Can ChatGPT plan your vacation? Here’s what to know about AI and travel

Can ChatGPT plan your vacation? Here’s what to know about AI and travel
One day soon, in the artificial-intelligence-powered future, a vacation might start by telling your smartphone something like this: “I want to take a four-day trip to Los Angeles in June, whenever airfares and hotel rates are best, using loyalty rewards points. I want to hit a history museum and an amusement park, and then I’d like a 7 p.m. dinner reservation near the hotel at a restaurant with vegan options and a great wine list.” And your phone spits out the perfect itinerary.
But for now, travelers using ChatGPT — the powerful new AI software that is already offering creative cocktail recipes and writing college papers — may have to temper their expectations.

Oded Battat, general manager at Traveland, a travel agency in Bridgeport, Connecticut, asked ChatGPT for outings he might offer his clients going to Tuscany, Italy, to see if it could help him with his work. He got a list of 14 activities, including winery tours and museum visits, with a stop for gelato in the town square of the medieval hill town San Gimignano.
“I knew of all these things,” Battat said, but he added that ChatGPT saved him the hassle of collecting all the information and delivered it in a format he was able to email to one of the clients.
ChatGPT, the service Battat has begun using, burst onto the scene in November, and it has already begun to shake up tech-driven industries, including travel. Unlike the AI that’s already familiar to most consumers — think website chatbots — ChatGPT is “generative,” meaning it can analyze or summarize content from a huge set of information, including webpages, books and other writing available on the internet, and use that data to create original new content. Its advanced natural language capabilities also mean it understands and responds in a more conversational way.

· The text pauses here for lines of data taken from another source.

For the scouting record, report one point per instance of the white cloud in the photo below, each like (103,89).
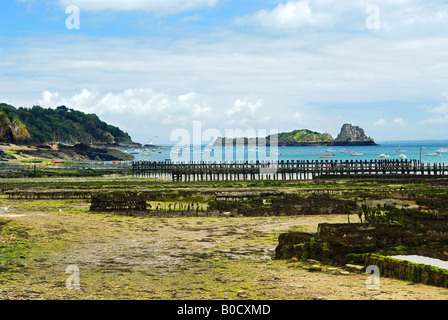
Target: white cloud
(244,106)
(298,115)
(399,121)
(380,122)
(442,108)
(155,6)
(333,15)
(291,15)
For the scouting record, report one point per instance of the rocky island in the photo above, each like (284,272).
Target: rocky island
(349,136)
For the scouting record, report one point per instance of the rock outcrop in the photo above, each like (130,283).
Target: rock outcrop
(350,133)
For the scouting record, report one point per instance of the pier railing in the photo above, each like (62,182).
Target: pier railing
(283,170)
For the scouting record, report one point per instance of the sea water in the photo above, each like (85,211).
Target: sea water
(413,150)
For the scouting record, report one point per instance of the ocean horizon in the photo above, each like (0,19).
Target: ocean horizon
(426,151)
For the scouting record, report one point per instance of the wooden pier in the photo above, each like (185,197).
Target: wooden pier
(284,170)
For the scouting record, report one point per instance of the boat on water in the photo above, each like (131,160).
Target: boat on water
(354,154)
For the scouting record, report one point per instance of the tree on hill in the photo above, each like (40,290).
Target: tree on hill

Many Uses, and Limitations
The travel industry may never be the same. Already, travelers can “converse” with the system, sharing information like a destination, time of year and interests, and getting back a personalized itinerary festooned with vivid descriptions.
A reporter’s recent request for a two-day itinerary to Whistler, British Columbia, yielded ideas like snowshoeing with a guide who will point out the local flora and fauna, and taking a dog-sled ride “with a team of beautiful huskies” for a winter trip. Given additional parameters, ChatGPT will update its suggestions, so adding a preference for Thai food to the Whistler conversation prompted the system to give new restaurant suggestions.
But ChatGPT does have limitations. First, its information base currently does not go beyond 2021, and it does not have access to important travel-related data that can change from moment to moment, like airline schedules and weather forecasts.
New versions are being developed, including a major upgrade released this week, and are expected to keep improving. Also, the software doesn’t always know the difference between reliable and unreliable information on the internet, so it can offer answers that are untrue. ChatGPT’s maker, OpenAI, also warns that the software may occasionally produce “biased content.”
Anyone can use the software, which is free and accessible via the OpenAI website. Tourist bureaus can ask ChatGPT to write marketing copy describing must-see sites, and travel advisers can use it to compose emails to their clients and create social media posts. Airline, hotel and rental car companies could use it to help their virtual agents answer a wider variety of questions.